This anticipated food demand is expected to be further driven by three key demographic trends. First, Africa’s population is projected to grow from 1.2 billion in 2019 (17% of world total) to 2.5 billion in 2050 (26% of world total) driving food requirements. Second, East and West Africa have some of the fastest urbanising rates in the world – higher than or at par with many countries in Asia – and urbanisation is changing food consumption habits. And finally, more than 50% of the continent’s population is less than 20 years old, and these young urbanising aspirational consumers are demanding innovative, convenient food at the right price point.

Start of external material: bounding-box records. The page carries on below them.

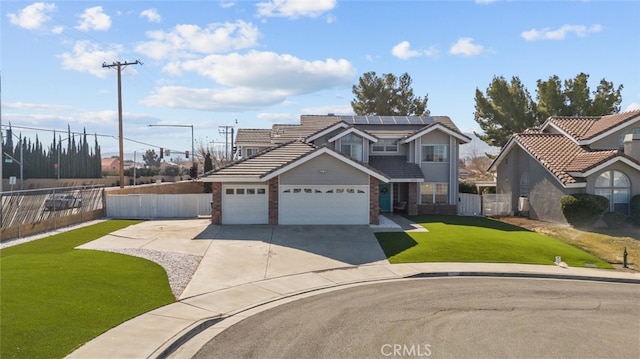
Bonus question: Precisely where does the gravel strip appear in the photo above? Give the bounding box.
[101,248,202,298]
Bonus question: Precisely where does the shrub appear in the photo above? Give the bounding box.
[602,212,627,229]
[630,194,640,226]
[560,193,609,227]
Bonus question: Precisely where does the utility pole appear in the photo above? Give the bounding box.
[102,60,142,188]
[218,120,238,161]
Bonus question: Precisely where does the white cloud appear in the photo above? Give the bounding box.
[256,0,336,19]
[391,41,422,60]
[449,37,485,57]
[219,0,236,9]
[181,51,356,95]
[140,8,162,23]
[136,21,260,59]
[625,102,640,111]
[76,6,111,31]
[58,41,123,78]
[142,86,287,111]
[520,24,602,41]
[143,51,356,111]
[7,2,56,30]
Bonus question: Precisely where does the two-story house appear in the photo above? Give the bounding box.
[202,115,470,224]
[489,110,640,223]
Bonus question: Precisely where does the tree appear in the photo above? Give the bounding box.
[537,73,623,120]
[351,71,429,116]
[142,149,160,168]
[474,76,540,147]
[474,73,623,147]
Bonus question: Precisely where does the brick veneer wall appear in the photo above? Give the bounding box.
[369,176,380,224]
[418,204,458,216]
[211,182,222,224]
[269,177,279,224]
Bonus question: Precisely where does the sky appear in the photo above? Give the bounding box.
[0,0,640,157]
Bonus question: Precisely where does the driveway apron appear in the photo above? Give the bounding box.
[180,225,388,299]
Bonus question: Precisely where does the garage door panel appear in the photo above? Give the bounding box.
[222,185,269,224]
[279,186,369,224]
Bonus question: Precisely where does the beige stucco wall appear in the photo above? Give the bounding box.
[280,154,369,185]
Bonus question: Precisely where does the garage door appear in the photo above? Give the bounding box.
[278,185,369,224]
[222,185,269,224]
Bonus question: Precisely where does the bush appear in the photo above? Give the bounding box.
[630,194,640,226]
[560,193,609,227]
[602,212,627,229]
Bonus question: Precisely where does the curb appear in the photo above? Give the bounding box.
[156,271,640,359]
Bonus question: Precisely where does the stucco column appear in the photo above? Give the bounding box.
[211,182,222,224]
[269,177,278,224]
[369,176,380,224]
[407,182,418,216]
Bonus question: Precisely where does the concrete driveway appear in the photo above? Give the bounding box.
[79,219,389,299]
[180,225,389,299]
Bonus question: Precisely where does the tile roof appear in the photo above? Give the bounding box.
[235,128,271,144]
[513,133,622,184]
[547,110,640,141]
[208,140,316,177]
[369,156,424,180]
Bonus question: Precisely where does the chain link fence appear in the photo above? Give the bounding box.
[0,185,105,241]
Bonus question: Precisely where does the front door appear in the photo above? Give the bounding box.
[378,183,392,212]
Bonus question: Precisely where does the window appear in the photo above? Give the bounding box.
[595,170,631,214]
[420,183,449,204]
[340,134,362,161]
[245,147,260,157]
[371,138,398,152]
[422,145,449,162]
[520,172,529,197]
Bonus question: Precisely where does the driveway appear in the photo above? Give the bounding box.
[79,219,389,299]
[180,225,389,299]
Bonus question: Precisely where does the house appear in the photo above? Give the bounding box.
[101,157,120,171]
[201,115,470,224]
[489,110,640,223]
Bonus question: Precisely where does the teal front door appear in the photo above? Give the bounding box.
[378,183,391,212]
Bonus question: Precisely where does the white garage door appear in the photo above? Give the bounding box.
[278,185,369,224]
[222,185,269,224]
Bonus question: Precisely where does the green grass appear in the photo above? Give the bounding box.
[0,220,175,359]
[376,216,612,268]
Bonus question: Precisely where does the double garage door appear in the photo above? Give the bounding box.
[222,185,369,224]
[278,185,369,224]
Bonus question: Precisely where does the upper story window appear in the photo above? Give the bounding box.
[422,145,449,162]
[340,134,363,161]
[371,138,398,153]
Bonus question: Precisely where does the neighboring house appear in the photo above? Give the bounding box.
[101,157,120,171]
[489,110,640,223]
[201,115,470,224]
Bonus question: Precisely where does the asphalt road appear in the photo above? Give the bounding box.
[195,277,640,358]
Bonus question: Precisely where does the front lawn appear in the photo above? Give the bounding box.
[376,216,612,268]
[0,220,175,359]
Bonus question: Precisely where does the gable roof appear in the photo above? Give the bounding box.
[201,140,389,182]
[489,132,640,187]
[235,128,271,144]
[542,110,640,145]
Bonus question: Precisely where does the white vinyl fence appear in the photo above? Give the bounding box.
[482,193,511,216]
[106,193,211,219]
[458,193,482,216]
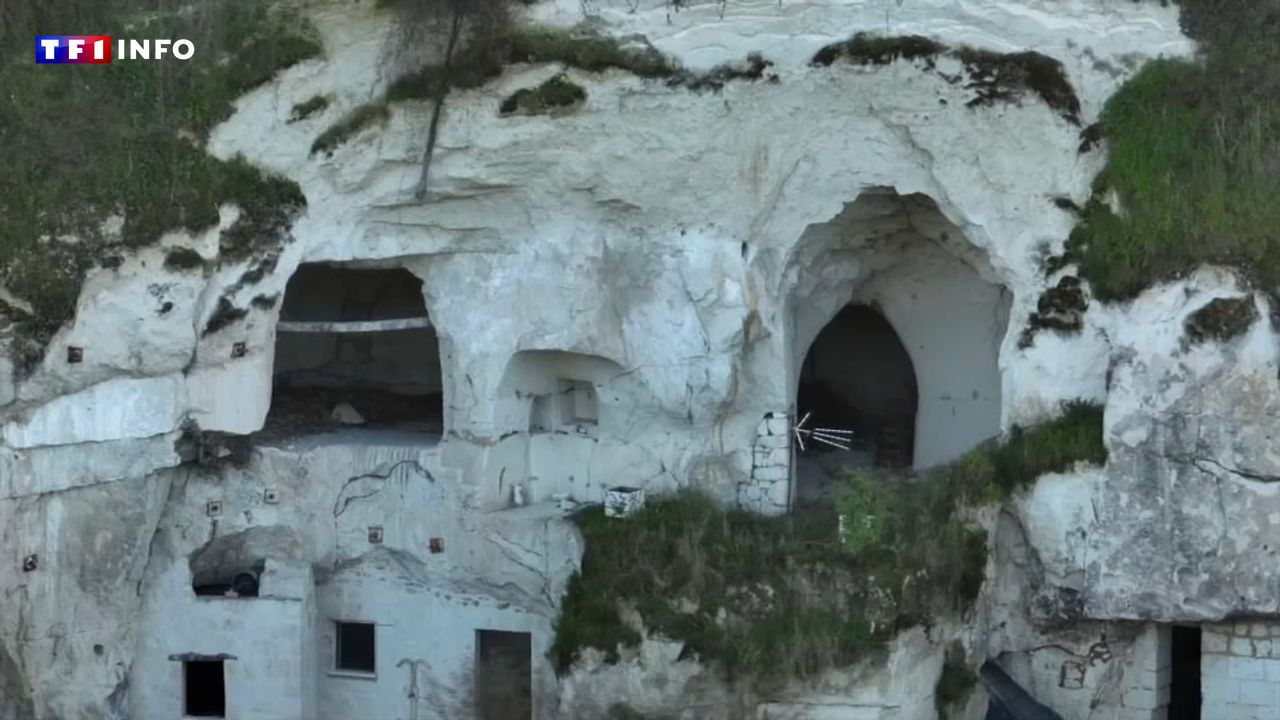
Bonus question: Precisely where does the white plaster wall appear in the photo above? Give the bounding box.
[131,594,315,720]
[315,557,557,720]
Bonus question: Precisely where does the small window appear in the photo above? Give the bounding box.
[561,380,599,425]
[182,660,227,717]
[334,621,376,675]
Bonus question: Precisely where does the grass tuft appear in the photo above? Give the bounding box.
[311,102,392,155]
[810,32,1080,124]
[1184,297,1258,343]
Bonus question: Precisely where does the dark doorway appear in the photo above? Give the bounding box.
[182,660,227,717]
[476,630,534,720]
[334,623,378,675]
[1169,625,1201,720]
[796,305,918,503]
[264,263,443,437]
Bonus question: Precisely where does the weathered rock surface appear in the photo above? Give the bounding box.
[0,0,1280,720]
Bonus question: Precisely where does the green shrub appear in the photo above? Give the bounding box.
[498,73,586,115]
[933,642,978,719]
[1069,0,1280,300]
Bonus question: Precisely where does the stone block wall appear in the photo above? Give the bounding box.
[1201,623,1280,720]
[737,411,791,515]
[1116,625,1172,720]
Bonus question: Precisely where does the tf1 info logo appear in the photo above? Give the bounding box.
[36,35,196,65]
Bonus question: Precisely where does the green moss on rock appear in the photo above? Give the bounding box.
[164,247,205,272]
[311,102,390,155]
[1183,297,1258,343]
[810,32,947,67]
[498,73,586,115]
[1070,0,1280,300]
[810,32,1080,124]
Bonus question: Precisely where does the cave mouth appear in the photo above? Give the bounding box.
[765,186,1012,503]
[262,263,444,437]
[796,304,918,503]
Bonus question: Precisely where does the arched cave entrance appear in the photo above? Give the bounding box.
[796,304,916,502]
[264,263,443,437]
[787,187,1011,503]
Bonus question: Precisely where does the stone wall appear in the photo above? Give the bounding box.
[737,411,791,515]
[1201,621,1280,720]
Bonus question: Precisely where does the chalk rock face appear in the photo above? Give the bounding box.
[1020,269,1280,620]
[0,0,1280,720]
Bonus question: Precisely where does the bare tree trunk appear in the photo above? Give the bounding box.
[413,0,467,202]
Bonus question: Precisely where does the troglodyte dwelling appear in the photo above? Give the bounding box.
[0,0,1280,720]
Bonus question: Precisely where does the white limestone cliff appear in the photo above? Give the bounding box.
[10,0,1280,720]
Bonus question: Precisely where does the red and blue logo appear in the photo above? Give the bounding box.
[36,35,111,65]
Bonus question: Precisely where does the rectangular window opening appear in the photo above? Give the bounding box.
[1169,625,1201,720]
[334,621,378,675]
[182,660,227,717]
[476,630,534,720]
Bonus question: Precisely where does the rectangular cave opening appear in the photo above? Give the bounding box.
[261,263,444,439]
[475,630,534,720]
[1169,625,1202,720]
[182,660,227,717]
[333,620,378,675]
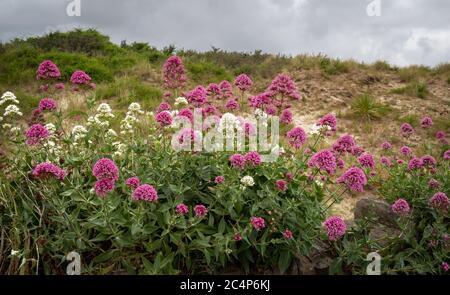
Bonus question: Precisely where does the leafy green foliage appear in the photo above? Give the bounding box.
[351,93,390,121]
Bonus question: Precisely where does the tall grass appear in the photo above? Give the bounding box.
[351,93,390,121]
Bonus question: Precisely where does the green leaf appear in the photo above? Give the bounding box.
[278,250,292,273]
[92,250,116,263]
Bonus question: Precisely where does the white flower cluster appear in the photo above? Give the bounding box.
[241,175,255,186]
[106,129,117,139]
[174,96,189,107]
[271,144,285,156]
[87,102,115,128]
[72,125,88,142]
[112,141,127,158]
[45,123,56,134]
[0,91,19,106]
[120,102,144,134]
[309,124,324,135]
[43,139,62,161]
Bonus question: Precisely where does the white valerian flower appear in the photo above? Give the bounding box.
[72,125,87,141]
[0,91,19,106]
[10,126,22,135]
[271,144,285,156]
[253,109,269,119]
[241,175,255,186]
[128,102,144,114]
[174,96,189,107]
[3,104,23,117]
[45,123,56,134]
[112,141,127,158]
[43,140,61,156]
[97,102,114,118]
[106,129,117,138]
[2,123,12,129]
[309,125,329,135]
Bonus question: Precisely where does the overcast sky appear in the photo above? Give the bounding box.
[0,0,450,66]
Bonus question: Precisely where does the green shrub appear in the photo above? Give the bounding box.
[186,62,233,85]
[351,93,390,121]
[95,76,163,109]
[399,114,420,127]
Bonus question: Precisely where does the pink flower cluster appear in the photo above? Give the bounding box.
[286,127,308,149]
[280,109,293,125]
[400,123,414,137]
[266,74,300,100]
[225,98,239,110]
[408,157,423,170]
[358,153,375,169]
[234,74,253,91]
[219,80,233,99]
[175,203,189,215]
[442,150,450,160]
[249,92,272,109]
[177,109,194,122]
[250,216,266,231]
[131,184,158,202]
[316,114,337,132]
[214,175,225,184]
[420,155,436,168]
[381,141,392,150]
[125,176,141,190]
[229,151,261,169]
[70,70,92,85]
[186,85,207,107]
[25,124,50,145]
[163,56,186,89]
[155,111,173,127]
[244,151,261,167]
[194,204,208,218]
[283,229,294,240]
[32,162,67,180]
[429,192,450,211]
[275,179,287,192]
[206,83,220,99]
[380,156,392,167]
[333,134,356,154]
[420,117,433,128]
[337,167,367,192]
[39,98,57,111]
[36,60,61,80]
[92,158,119,197]
[400,145,412,157]
[391,199,411,215]
[323,216,347,241]
[156,101,171,113]
[308,150,337,175]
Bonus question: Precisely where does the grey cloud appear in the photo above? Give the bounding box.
[0,0,450,65]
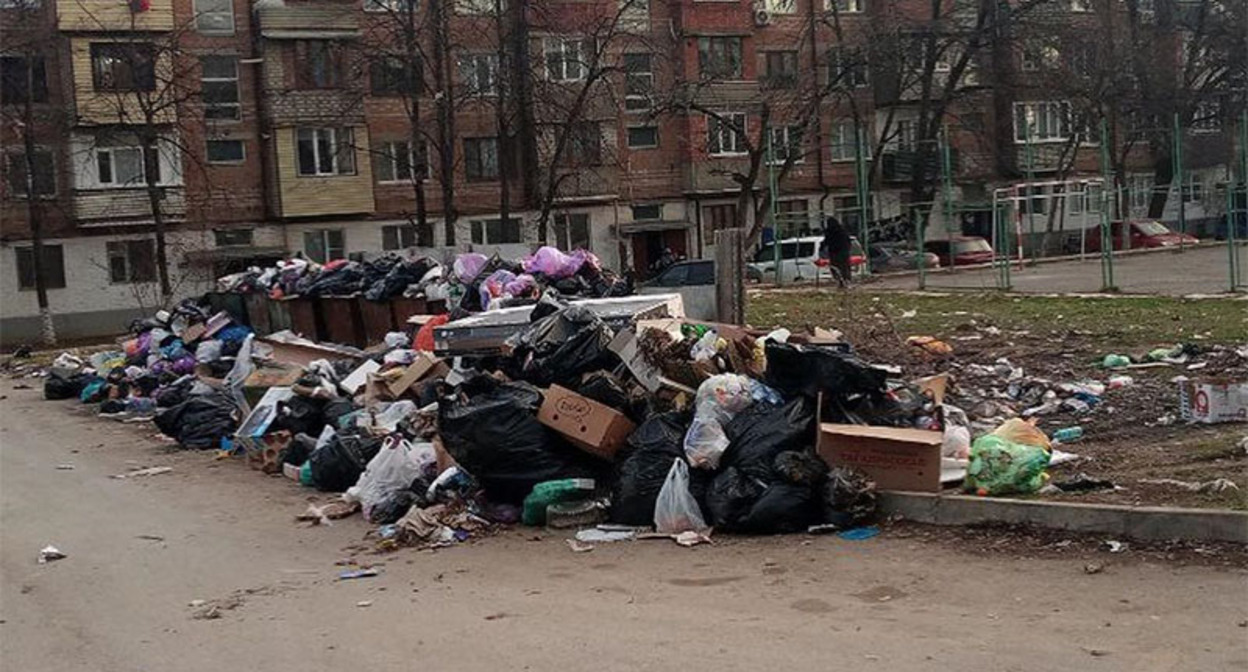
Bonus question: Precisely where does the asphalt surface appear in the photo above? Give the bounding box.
[870,244,1248,291]
[0,381,1248,672]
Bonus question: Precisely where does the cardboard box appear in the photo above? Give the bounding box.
[1178,380,1248,425]
[538,385,636,460]
[819,422,943,492]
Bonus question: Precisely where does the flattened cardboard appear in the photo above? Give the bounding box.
[538,385,636,460]
[819,422,942,492]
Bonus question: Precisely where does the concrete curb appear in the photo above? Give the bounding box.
[879,492,1248,545]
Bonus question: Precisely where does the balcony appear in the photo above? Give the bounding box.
[880,149,958,182]
[56,0,173,32]
[256,2,359,40]
[74,187,186,227]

Over the next 10 years, Sahel Capital intends to increase its footprint in sub-Saharan Africa, providing a range of capital solutions and technical support to agribusiness entrepreneurs focused on enabling them to scale. We will also serve as catalysts for the sector, attracting more like-minded companies and partners to enter the sector and collaborate to transform the ecosystem.
Is Sahel preparing for exits this year, and do you have any plans to raise another fund?
We are in the middle of an exit from our very first investment – L&Z Integrated Farms – a yoghurt producing integrated dairy company in Kano State in northern Nigeria. We invested in 2015 and although it was one of our smallest investments, it is also one of our most exciting and rewarding. We have a 25% stake in this family-owned business and have helped build its dairy business over the past six years. Revenues have grown 3.7x in naira (1.7x in USD), and EBITDA has grown 3.4x in naira (1.6x in USD) since we invested.
We strongly believe that in addition to our planned Sahel Capital Food and Agribusiness Fund II (SCFAF II), which we plan to kick off fundraising for later in 2021, there is also an opportunity for an earlier stage agricultural social enterprise debt fund.
SCFAF II will be the successor to our current fund, and will invest in selected countries across West Africa providing equity and quasi-equity capital to agribusiness SMEs. Our planned social enterprise debt fund which will be managed by a distinct Sahel Capital team, will be focused on capital preservation, and is intended to also act as a feeder pipeline for SCFAF II.